In a nutshell the complainant is assisted by counsel. The complainee has no counsel, unless they come to people like us for advice. The vast majority of course do not. They get extremely short notice to respond to the complaint and appear “in court”. Several clients of ours have received notice of the complaint on Thursday and been asked to make themselves available to be filmed on the following Monday or Tuesday or to be recorded in the studio on Wednesday, the day of the programme. They have been expected to put all their other personal and business commitments aside to prepare for their appearance. The arrogance of this is mind-blowing. Then we have the disparity in the time given to the complainant and to the complainee. I haven’t put a stopwatch on it, but my reasonable assessment is that the complainee will get around two and a half to three minutes to respond to the complaint in the studio. Clients of ours have ended up with around a minute and a half. This may include Fair Go’s ‘free minute’ to say what they want without interruption. Sounds fair, but of course it isn’t. In more than 40 years in the business I have met very few people, including professionals, who could gather their thoughts together in a frightening environment and speak coherently to camera for a minute.

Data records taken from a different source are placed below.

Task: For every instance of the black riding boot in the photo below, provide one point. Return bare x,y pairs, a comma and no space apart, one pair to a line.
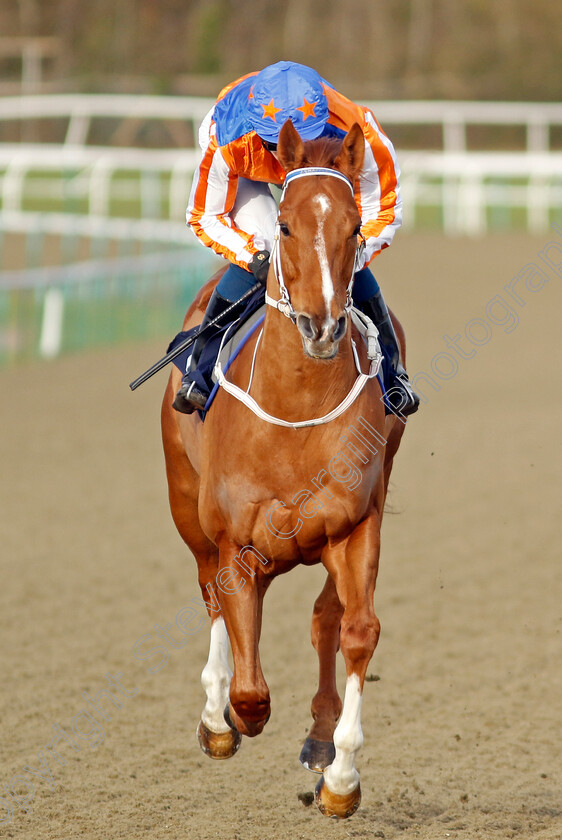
400,393
189,397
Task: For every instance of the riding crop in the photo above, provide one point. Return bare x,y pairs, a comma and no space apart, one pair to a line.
187,342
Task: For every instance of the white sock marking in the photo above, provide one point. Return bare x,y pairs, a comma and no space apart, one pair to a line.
341,777
215,679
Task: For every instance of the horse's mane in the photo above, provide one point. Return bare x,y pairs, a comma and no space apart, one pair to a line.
322,152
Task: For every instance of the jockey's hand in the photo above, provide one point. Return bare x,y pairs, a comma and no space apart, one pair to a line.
259,266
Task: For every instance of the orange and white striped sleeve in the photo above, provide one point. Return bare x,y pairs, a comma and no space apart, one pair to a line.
212,197
378,195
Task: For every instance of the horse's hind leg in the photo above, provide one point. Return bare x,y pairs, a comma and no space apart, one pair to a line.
318,750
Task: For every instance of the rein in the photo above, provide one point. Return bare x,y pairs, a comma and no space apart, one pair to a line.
362,322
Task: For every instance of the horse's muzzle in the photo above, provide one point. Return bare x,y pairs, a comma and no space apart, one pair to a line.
320,339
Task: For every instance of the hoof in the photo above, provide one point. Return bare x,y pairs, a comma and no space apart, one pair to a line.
317,755
218,745
334,805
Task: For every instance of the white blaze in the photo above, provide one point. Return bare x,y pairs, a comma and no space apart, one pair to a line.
322,208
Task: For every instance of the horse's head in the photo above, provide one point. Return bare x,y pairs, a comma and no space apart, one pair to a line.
318,229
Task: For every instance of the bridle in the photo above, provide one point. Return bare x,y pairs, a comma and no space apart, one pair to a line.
364,325
283,304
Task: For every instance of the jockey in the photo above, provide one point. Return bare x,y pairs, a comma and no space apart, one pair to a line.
232,210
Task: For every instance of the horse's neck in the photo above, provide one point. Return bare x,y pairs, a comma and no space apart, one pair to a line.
288,382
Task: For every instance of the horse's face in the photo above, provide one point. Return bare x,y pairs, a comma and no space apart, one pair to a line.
318,227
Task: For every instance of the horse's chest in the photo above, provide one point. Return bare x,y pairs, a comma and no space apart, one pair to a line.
286,505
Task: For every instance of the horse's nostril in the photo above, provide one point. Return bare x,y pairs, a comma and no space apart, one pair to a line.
339,331
306,327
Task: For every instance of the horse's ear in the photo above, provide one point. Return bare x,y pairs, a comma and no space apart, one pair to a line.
350,159
290,147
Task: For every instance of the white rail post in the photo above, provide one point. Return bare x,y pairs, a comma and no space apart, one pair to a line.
51,327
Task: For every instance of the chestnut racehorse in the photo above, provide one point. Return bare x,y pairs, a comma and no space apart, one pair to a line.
236,481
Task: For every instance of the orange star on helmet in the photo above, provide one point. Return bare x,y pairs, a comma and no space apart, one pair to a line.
307,109
270,110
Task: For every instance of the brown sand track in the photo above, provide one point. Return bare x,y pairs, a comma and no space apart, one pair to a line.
462,730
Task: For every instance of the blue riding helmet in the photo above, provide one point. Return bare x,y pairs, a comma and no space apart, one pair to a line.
287,91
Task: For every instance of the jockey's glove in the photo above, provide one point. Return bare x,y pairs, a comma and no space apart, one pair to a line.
259,266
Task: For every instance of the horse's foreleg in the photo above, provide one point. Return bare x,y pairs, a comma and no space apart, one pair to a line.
318,749
216,738
249,706
353,565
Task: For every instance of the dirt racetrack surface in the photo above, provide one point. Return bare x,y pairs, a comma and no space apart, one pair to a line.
462,719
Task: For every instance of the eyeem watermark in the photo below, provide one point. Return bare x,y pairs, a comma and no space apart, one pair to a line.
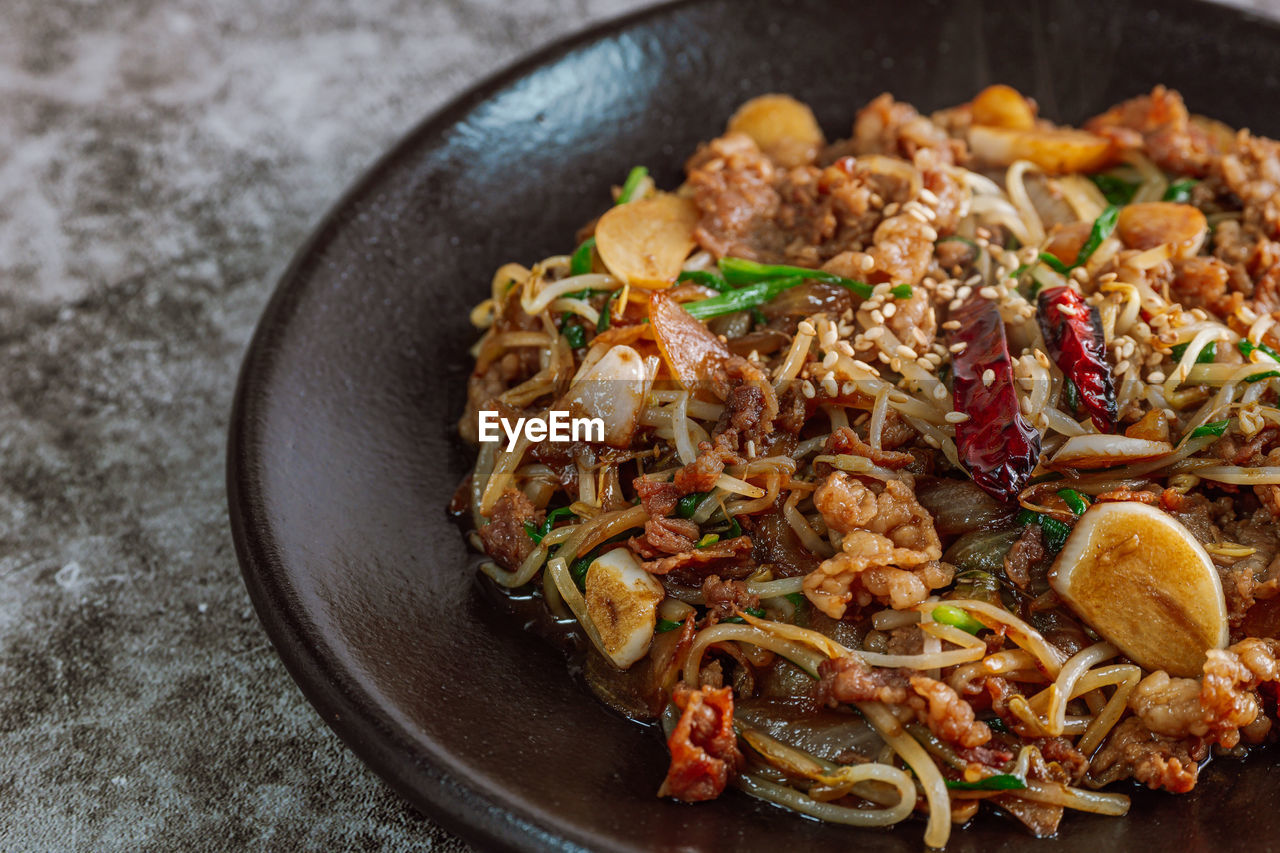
553,427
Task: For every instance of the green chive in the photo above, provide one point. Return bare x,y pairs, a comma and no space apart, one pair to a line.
580,263
1180,191
631,183
956,617
688,505
1102,228
1054,263
1000,781
1206,355
1215,428
705,278
739,270
1116,191
1074,500
740,300
1247,349
574,333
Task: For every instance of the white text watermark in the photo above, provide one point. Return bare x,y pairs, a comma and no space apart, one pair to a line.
553,427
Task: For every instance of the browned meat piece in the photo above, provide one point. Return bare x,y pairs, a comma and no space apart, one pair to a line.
704,752
1024,555
846,441
947,715
725,597
891,127
728,550
891,551
850,679
664,537
734,188
504,538
1160,124
1134,752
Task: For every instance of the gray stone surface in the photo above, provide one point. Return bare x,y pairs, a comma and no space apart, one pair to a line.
159,164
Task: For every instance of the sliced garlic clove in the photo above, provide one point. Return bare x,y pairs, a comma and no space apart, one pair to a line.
1002,106
1143,582
782,127
1056,151
622,602
645,242
613,389
1159,223
1093,451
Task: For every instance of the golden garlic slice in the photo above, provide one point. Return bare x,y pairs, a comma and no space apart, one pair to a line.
622,602
645,242
785,128
1056,151
1143,582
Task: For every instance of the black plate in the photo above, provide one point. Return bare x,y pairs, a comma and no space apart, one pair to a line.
343,450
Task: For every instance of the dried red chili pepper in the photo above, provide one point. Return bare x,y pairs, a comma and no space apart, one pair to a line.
1073,332
703,744
997,446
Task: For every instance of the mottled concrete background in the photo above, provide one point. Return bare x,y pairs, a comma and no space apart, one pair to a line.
159,163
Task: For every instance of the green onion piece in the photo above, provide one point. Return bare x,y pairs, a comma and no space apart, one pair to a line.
1000,781
1215,428
740,300
603,323
739,270
1054,263
1180,190
1102,228
1074,500
688,505
1055,533
631,183
705,278
574,333
577,569
1116,190
580,263
956,617
1206,355
1247,349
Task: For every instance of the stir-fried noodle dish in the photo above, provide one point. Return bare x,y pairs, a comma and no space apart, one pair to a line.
933,466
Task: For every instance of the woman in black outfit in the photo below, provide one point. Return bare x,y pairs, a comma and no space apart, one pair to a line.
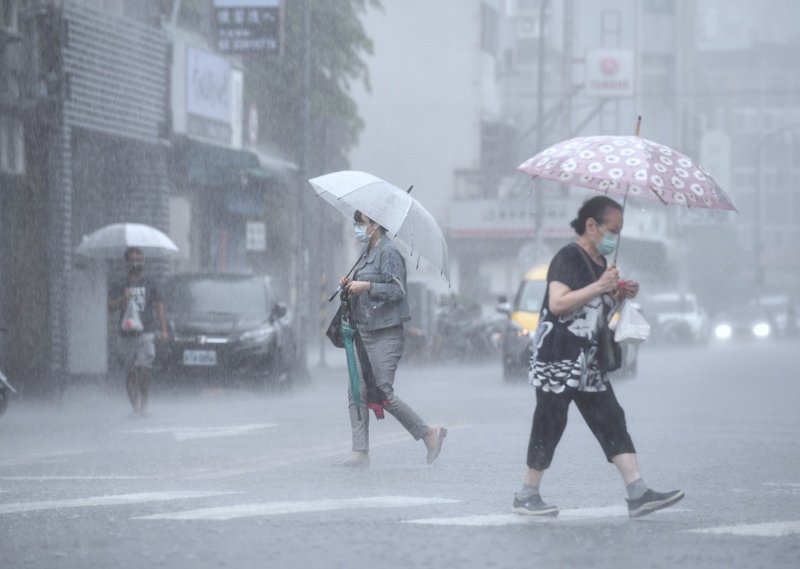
581,289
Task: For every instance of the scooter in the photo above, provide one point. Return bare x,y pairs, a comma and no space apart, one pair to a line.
6,389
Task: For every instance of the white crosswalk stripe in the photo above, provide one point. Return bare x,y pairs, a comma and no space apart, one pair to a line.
766,529
282,508
575,514
191,433
112,500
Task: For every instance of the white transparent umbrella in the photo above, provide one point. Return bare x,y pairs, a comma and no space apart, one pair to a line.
110,242
407,222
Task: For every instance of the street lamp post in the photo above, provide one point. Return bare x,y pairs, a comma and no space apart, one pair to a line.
539,201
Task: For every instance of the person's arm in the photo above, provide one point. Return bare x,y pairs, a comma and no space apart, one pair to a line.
563,299
162,319
393,269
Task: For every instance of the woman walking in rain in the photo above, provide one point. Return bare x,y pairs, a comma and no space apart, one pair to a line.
581,289
379,308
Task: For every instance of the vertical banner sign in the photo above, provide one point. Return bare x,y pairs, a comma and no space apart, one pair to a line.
248,26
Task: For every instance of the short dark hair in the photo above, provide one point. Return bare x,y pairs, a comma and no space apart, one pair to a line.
132,250
594,208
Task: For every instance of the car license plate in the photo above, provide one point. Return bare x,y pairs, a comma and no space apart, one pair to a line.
200,357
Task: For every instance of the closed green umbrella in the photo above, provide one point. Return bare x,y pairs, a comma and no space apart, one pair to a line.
352,368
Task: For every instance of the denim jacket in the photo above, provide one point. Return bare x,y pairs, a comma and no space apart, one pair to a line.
386,303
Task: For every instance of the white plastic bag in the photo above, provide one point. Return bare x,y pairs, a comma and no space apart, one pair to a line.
631,324
131,322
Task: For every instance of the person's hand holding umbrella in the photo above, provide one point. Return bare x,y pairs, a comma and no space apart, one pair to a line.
354,287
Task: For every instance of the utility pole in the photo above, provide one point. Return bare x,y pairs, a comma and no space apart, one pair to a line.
303,271
538,198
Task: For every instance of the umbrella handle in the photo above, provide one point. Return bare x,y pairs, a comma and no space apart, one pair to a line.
340,288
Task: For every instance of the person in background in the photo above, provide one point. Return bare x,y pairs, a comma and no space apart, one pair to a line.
581,289
379,309
141,311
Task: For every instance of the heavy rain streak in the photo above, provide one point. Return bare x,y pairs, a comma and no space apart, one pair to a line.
343,283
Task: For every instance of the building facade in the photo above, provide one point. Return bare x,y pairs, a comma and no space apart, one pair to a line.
111,112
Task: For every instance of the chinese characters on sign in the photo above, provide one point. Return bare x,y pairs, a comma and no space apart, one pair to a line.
245,26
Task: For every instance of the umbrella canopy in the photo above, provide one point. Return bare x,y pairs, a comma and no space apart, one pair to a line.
629,166
110,242
411,226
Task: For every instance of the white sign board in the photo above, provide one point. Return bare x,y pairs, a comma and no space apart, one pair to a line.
256,236
610,73
208,85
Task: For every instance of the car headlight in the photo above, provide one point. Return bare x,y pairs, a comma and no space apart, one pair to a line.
762,330
723,331
258,336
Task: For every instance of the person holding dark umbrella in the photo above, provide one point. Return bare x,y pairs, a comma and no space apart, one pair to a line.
379,303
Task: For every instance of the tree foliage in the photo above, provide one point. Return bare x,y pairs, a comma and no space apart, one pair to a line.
338,44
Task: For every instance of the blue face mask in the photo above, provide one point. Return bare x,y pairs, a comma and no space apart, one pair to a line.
608,244
361,233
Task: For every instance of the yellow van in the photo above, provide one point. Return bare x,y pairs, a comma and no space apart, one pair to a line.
523,318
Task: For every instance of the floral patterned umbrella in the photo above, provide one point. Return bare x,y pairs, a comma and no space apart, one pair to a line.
629,166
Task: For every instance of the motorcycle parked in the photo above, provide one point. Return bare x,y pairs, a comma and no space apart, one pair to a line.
6,389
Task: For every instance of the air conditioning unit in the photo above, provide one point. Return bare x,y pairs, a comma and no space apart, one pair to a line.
12,146
527,26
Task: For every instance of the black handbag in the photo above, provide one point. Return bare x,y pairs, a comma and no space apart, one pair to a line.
609,352
334,331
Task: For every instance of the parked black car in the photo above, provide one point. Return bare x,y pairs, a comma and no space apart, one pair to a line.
228,327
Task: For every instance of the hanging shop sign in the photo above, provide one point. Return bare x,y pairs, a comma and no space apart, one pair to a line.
208,95
247,26
610,73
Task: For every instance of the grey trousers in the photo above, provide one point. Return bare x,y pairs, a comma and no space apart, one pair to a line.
384,348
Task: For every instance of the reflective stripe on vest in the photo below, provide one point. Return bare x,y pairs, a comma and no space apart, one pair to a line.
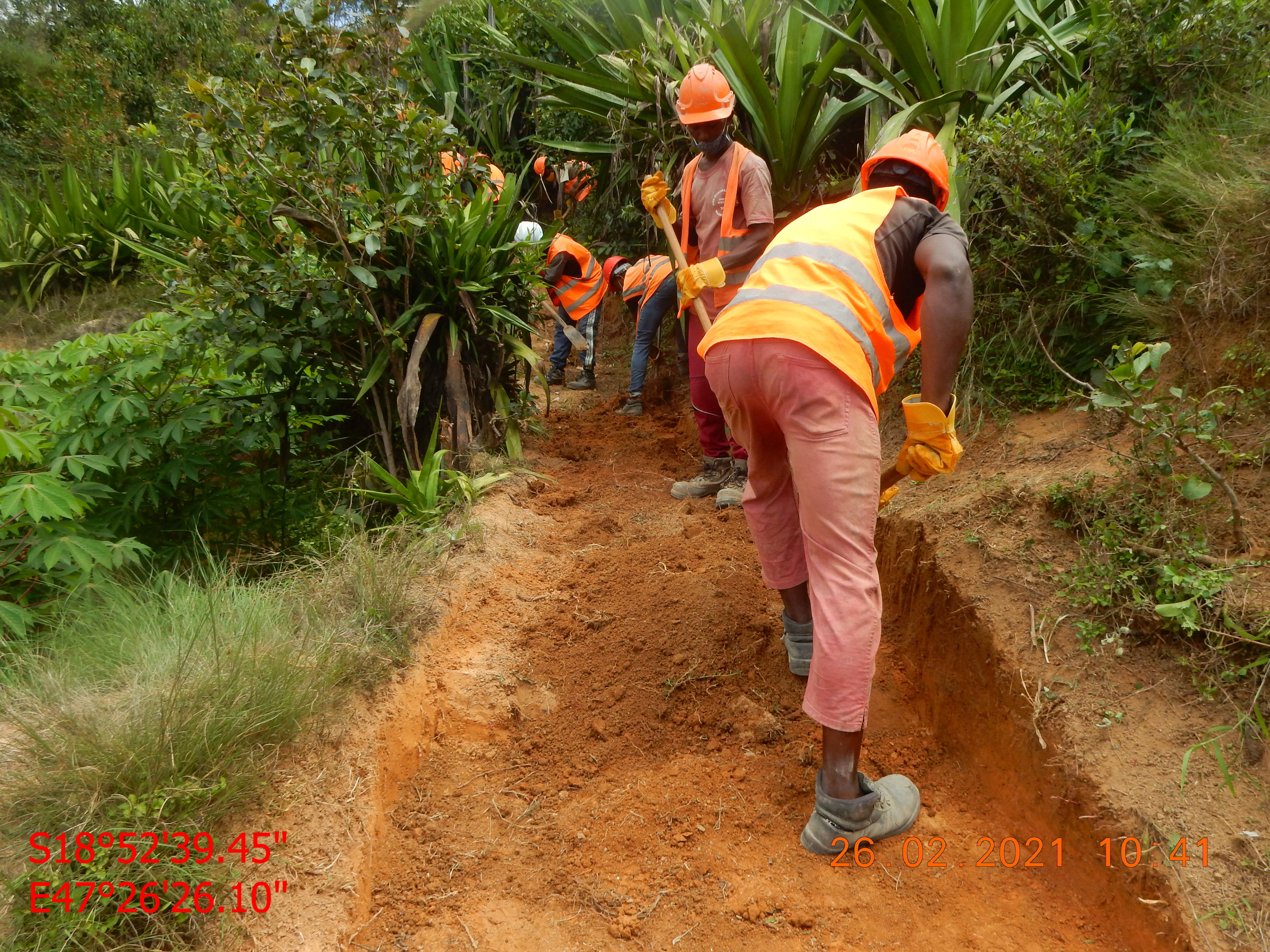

What Fair Go seems determined to ignore is the fact that public speaking is one of the top five activities that people world wide fear most. And that fear includes everything from speaking at an office party to appearing on a television programme, in an alien environment, in front of hundreds of thousands of people to defend yourself in a couple of minutes against charges that are often of a highly complex nature. And there’s no counsel there to object if the treatment you’re getting isn’t fair. You’re on your own. As to the wall, I ‘m sticking by every word I said. The concept is outrageous and the idea that people should have to come into your studio to plead their case so that their name and photograph should be taken off the wall, displays a level of hubris bordering on megalomania. Kev, Fair Go is a great show and it does a lot of good. But its processes have never been fair. They aren’t now and they weren’t in my time as host or producer. In fact they were probably worse. The problem for those working on the programme is that it’s hard to resist seeing yourself as a knight on a white horse. I certainly found it hard and was entirely unsuccessful in resisting that delusion. It’s easy to forget that, as I said in my post, “It’s a television show”. As to the two cases I highlighted, both complainees responded to your questions in detail, both put things right and both compensated the complainees. They should never have been on the wall in the first place. Now I’d like to issue you with a little challenge. I’l happily debate this with you, your producer, or any member of your team in any forum that’s interested. I’ll even offer you a free minute at the start.